Help for postsecondary students
- HOPE Scholarship. The "HOPE Scholarship" tax credit helps make the first two years of college or vocational school universally available. These non-refundable tax credits will reimburse families for up to $1,500 for each of the first two years of postsecondary education. An estimated 5.5 million students will receive $4.2 billion in HOPE tax credits in 1999.
Students will receive a 100% tax credit for the first $1,000 of tuition and required fees and a 50% credit on the second $1,000. This credit is available for tuition and required fees less grants, scholarships, and other tax-free educational assistance and will be available for payments made after December 31, 1997, for college enrollment after that date. A high school senior going into his or her freshman year of college in September 1998, for example, could be eligible for as much as a $1,500 HOPE tax credit.

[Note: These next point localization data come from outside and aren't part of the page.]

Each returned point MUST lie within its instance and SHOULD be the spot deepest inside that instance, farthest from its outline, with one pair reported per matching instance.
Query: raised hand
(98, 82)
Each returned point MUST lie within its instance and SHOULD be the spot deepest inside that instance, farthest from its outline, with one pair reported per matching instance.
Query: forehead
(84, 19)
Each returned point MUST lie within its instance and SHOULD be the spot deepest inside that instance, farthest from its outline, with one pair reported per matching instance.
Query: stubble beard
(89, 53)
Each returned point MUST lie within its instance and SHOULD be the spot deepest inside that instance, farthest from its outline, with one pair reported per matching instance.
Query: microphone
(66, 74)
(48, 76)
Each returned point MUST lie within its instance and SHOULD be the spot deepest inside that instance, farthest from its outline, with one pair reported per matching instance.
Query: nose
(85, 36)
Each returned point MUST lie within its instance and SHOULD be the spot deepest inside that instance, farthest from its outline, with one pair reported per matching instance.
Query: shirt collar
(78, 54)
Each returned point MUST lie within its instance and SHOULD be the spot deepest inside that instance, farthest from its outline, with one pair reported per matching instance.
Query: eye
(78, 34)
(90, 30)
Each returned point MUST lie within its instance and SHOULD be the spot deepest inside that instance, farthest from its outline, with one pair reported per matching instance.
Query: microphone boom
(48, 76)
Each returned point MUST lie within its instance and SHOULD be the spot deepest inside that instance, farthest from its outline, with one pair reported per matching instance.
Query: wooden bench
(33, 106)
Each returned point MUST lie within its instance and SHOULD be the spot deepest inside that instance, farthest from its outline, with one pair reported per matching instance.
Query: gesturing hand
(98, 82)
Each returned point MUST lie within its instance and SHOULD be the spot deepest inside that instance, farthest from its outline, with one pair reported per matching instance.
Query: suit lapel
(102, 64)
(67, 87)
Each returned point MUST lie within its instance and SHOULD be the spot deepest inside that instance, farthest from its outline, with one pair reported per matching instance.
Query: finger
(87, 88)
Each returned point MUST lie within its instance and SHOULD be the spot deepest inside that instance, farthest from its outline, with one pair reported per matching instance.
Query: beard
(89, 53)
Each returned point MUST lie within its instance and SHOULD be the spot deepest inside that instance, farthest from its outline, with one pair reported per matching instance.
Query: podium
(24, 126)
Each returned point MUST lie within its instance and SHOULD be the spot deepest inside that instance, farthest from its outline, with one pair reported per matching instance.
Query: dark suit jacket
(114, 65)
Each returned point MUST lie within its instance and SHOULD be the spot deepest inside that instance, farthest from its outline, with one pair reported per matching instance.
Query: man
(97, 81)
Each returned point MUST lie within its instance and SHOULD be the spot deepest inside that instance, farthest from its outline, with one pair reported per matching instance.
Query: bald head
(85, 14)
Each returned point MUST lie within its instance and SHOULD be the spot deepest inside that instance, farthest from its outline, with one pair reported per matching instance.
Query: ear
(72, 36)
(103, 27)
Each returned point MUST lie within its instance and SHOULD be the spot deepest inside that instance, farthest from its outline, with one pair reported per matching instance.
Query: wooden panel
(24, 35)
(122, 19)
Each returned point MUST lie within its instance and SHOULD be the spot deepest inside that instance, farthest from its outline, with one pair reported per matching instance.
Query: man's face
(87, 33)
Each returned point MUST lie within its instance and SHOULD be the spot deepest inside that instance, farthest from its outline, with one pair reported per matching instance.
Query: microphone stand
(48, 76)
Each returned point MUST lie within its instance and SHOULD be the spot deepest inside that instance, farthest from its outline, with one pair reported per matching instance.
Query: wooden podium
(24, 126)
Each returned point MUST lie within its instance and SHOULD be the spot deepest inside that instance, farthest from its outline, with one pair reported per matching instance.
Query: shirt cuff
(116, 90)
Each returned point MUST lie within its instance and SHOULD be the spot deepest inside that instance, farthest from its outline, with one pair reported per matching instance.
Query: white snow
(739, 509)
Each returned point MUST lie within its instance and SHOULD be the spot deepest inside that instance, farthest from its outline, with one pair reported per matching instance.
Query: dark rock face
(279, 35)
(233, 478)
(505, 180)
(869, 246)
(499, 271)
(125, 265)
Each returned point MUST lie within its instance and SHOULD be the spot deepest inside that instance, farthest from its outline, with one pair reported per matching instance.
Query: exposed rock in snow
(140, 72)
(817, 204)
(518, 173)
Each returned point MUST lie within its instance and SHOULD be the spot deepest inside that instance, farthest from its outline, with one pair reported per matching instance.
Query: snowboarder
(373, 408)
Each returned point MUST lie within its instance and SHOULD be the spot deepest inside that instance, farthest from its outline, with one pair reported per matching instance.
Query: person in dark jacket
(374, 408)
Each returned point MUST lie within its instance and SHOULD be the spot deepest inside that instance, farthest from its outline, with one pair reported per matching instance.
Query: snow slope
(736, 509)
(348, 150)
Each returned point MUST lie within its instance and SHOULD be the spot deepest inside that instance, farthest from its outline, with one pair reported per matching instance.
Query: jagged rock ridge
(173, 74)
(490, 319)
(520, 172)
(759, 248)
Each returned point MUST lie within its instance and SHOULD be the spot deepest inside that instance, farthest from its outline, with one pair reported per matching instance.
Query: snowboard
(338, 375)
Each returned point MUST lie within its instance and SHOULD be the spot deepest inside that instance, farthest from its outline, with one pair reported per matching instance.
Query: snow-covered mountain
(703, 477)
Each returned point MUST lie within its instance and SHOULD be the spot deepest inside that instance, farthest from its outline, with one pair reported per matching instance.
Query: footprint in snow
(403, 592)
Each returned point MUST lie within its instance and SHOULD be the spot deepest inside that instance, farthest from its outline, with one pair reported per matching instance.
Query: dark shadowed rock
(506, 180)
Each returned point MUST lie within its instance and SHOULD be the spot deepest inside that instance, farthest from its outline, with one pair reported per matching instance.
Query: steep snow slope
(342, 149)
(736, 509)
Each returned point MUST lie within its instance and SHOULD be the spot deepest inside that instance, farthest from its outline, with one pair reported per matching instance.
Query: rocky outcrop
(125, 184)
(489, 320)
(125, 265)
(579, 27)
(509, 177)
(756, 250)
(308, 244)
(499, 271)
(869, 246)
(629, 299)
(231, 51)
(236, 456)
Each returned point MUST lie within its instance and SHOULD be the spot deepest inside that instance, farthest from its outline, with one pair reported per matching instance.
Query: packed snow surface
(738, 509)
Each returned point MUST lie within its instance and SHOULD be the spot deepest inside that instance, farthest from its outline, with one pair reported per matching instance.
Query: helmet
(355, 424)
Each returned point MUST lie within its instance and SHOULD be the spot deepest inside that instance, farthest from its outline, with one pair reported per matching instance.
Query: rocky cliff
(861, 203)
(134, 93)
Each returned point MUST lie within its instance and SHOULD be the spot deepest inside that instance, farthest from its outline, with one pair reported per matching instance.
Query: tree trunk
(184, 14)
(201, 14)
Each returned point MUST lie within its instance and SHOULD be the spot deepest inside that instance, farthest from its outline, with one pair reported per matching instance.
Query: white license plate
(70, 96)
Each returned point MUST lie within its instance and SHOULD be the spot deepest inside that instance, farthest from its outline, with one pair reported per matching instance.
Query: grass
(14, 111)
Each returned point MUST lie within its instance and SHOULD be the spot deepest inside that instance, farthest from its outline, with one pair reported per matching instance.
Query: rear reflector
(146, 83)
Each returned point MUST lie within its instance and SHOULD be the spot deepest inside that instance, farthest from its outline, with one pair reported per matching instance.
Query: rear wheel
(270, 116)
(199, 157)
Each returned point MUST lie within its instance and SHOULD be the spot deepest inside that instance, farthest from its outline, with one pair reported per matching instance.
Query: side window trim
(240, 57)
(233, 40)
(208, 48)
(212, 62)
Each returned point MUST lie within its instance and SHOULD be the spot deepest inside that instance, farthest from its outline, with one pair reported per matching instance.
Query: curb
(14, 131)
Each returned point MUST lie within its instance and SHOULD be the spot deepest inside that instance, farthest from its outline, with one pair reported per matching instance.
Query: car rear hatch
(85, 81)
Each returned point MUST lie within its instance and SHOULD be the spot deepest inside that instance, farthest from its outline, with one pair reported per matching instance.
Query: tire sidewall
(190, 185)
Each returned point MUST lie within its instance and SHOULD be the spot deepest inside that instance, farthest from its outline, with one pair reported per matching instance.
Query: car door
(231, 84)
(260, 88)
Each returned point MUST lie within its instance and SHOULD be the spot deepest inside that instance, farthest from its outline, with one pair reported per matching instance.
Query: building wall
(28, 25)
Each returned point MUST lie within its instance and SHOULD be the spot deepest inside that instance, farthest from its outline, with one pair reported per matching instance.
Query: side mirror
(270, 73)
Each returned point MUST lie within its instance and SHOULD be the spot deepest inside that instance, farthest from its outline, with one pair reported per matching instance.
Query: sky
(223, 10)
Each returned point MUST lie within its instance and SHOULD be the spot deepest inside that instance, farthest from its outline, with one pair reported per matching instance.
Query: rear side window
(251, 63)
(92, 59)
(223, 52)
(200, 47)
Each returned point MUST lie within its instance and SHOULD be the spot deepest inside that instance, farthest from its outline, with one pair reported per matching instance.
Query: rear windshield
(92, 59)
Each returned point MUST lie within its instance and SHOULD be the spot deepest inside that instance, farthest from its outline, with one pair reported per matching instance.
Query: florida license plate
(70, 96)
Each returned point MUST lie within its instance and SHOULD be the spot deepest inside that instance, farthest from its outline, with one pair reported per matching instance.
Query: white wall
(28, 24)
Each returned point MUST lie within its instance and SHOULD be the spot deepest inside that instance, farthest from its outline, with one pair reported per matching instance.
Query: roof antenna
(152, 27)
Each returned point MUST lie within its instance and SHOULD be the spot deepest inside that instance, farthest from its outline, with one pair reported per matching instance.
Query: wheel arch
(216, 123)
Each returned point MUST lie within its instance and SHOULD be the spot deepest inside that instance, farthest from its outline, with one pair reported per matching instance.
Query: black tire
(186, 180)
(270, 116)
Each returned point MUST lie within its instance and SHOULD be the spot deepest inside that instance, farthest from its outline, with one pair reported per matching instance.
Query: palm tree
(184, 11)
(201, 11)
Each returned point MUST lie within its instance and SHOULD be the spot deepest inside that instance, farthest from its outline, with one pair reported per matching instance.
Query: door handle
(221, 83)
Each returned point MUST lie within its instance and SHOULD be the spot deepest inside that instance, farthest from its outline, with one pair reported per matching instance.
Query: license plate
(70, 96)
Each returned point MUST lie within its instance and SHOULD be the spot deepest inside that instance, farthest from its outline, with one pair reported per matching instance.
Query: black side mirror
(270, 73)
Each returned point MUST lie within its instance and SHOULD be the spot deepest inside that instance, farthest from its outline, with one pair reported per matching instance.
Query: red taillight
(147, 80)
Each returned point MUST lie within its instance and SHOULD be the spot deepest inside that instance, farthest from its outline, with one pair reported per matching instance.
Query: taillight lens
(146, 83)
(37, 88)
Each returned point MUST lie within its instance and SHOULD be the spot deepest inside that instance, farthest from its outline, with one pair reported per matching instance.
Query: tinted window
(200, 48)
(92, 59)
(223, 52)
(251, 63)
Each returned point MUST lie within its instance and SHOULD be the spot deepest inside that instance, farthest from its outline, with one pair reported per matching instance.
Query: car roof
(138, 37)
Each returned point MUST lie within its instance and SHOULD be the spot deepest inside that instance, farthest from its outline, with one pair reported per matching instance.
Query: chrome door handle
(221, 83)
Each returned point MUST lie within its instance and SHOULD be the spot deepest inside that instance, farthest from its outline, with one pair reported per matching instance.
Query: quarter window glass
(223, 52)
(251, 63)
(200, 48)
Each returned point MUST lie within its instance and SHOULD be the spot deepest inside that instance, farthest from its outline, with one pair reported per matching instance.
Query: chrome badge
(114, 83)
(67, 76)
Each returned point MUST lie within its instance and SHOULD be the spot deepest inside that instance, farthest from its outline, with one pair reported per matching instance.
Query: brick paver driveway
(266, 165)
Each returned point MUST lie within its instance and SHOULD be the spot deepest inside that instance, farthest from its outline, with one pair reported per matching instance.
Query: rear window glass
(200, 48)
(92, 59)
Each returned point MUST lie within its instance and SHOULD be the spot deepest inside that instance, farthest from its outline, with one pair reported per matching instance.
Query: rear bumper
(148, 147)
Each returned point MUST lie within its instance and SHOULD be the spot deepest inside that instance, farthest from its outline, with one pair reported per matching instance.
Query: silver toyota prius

The credit can be claimed in two years for students who are in their first two years of college or vocational school and who are enrolled on at least a half-time basis in a degree or certificate program for any portion of the year. The taxpayer can claim a credit for his own tuition expense or for the expenses of his or her spouse or dependent children.
- Lifetime Learning tax credit. Lifetime Learning credits make will postsecondary education more affordable for students beyond their first two years of study, as well as for those taking class part-time to upgrade their job skills. This tax credit is targeted to adults who want to go back to school, change careers, or take a course or two to upgrade their skills and to college juniors, seniors, graduate and professional degree students. It offers a 20-percent non-refundable tax credit for the first $5,000 of tuition and fees each year through 2002 and a 20-percent non-refundable tax credit for the first $10,000 thereafter. An estimated 7.2 million students will receive $2.5 billion in Lifelong Learning tax credits in 1999.
- Tax deduction for employer-provided higher education benefits. For adults going to school while they work, the new tax law extends Section 127 of the tax code for three years. Section 127 allows workers to exclude up to $5,250 of employer-provided education benefits from their income. The assistance must be for undergraduate courses beginning prior to June 1, 2000. This provision will enable many Americans to pursue their goals of lifelong learning.
Tax relief for borrowers repaying loans
- Easier student loan repayment. For many college graduates, one of their first financial obligations is to repay their student loans, which average about $13,500 per student. The new student loan interest deduction will reduce the burden of the repayment obligation by allowing students or their families to take a tax deduction for interest paid in the first 60 months of repayment on student loans. The deduction is available even if an individual does not itemize other deductions. The maximum deduction is $1,000 in 1998, $1,500 in 1999, $2,000 in 2000, and $2,500 in 2001 and beyond.
- Community service loan forgiveness. This provision excludes from income the student loan amounts forgiven by non-profit, tax-exempt charitable or educational institutions for borrowers who take community-service jobs that address unmet community needs. For example, a recent graduate who takes a low-paying job in a rural school will not owe any additional income tax if in recognition of this service his or her college or another charity forgives a loan it made to the student to help pay college costs. This provision applies to loans forgiven after August 5, 1997.